One time, when I was a kid, two of my friends (two sisters) and I dug a gigantic hole in their backyard. We were thinking we would create some sort of mud bath to make our skin softer. This was a lot of work. The hole was as big and deep as an old bathtub. Then we filled it with water. That took the better part of an afternoon (I don't think it really held water well). We rolled up our pants and soaked our legs in the mud for a while, but soon decided that we needed the mud to cover our bodies. We put on our bathing suits and soaked in the freezing mud. We all pretended to like it. We lay out in the shade (there was no sun in their backyard) until the mud was all dry and caked onto our bodies. Once we looked like we had a mud mask over our entire bodies, we took turns rinsing each other off with the freezing hose water. Again, we dried ourselves in the shade.

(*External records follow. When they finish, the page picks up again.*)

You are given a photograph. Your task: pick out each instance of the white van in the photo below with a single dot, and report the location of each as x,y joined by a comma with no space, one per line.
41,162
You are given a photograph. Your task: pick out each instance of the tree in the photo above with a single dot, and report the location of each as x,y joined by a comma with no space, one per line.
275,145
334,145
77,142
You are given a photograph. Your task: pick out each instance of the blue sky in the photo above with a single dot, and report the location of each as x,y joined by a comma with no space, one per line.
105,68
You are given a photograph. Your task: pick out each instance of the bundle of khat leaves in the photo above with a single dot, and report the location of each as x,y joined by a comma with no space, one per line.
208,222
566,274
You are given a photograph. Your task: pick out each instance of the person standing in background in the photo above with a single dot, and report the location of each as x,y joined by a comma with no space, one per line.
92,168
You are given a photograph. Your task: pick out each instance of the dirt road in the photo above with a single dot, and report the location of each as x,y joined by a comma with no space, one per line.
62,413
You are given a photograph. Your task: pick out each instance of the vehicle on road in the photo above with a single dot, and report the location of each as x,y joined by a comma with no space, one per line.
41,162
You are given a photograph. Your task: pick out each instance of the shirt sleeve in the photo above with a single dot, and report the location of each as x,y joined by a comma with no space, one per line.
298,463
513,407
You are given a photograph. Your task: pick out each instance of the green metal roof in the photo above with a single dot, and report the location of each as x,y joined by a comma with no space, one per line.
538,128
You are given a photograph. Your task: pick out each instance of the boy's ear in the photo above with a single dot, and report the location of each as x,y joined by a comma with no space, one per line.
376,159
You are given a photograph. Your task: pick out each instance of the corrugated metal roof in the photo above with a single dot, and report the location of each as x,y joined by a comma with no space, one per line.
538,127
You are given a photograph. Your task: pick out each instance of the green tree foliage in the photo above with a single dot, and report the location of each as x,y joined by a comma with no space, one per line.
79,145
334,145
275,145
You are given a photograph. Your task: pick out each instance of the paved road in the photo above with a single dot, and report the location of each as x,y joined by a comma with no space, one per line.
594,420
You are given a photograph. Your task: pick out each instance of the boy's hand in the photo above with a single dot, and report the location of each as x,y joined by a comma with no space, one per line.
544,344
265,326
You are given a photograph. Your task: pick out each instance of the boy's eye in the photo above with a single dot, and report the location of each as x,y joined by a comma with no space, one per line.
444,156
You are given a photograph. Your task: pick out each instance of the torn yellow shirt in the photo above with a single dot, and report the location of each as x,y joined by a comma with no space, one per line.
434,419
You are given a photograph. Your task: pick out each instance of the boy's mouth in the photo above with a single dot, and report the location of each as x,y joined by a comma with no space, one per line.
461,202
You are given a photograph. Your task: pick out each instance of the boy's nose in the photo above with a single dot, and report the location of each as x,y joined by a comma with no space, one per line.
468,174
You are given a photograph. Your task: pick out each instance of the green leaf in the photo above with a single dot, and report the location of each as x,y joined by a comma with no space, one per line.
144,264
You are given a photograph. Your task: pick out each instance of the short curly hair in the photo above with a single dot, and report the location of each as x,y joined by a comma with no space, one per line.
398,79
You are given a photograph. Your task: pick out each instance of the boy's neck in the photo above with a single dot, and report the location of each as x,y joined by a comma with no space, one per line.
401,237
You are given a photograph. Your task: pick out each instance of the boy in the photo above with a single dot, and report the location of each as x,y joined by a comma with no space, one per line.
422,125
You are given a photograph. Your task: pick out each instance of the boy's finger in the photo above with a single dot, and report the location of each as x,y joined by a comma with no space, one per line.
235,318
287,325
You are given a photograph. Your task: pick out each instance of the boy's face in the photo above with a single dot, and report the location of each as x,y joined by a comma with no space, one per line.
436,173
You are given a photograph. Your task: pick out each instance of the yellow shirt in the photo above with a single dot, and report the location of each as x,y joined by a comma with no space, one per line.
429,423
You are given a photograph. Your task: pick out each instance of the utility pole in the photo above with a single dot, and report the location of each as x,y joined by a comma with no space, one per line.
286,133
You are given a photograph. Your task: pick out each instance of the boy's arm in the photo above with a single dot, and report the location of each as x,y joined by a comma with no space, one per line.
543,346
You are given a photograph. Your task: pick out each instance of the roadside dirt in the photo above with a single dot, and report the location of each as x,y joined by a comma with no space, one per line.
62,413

Then we ran our fingers over each other's legs and said (with some bizarre upper class accent),
"Feel how luxuriantly soft your skin is!"
This was called, "Playing Spa." I can't decide if this was really sophisticated play or just plain torturing ourselves for no apparent reason. I've never been to a real spa, so I have no comparisons to make. Maybe going to a real spa is exactly like this experience. It has always stuck out in my mind as a weird memory, sitting in that mud hole together with the two other girls, whom I actually didn't know very well because they were Catholic and always had to go to Catechism whenever I wanted to play. Until I was about twenty, I generally thought that all Catholics spent all of their time either going to Catechism or digging gigantic holes in the ground.
We had another game that also used the hose. It was called, "Snake," and it involved running around an invisible obstacle course and avoiding getting bitten by the "snake", which was really just a hose. Then we would watch their dog eat snails off of the wood fence, which was also incredibly entertaining. I don't think these girls had any actual toys, but they were still lots of fun and most of the time I really wished they weren't Catholic and didn't always have to go to Catechism.
Eventually, their mom made us fill in the spa hole with dirt again. I thought she was pretty cool for letting us dig it in the first place.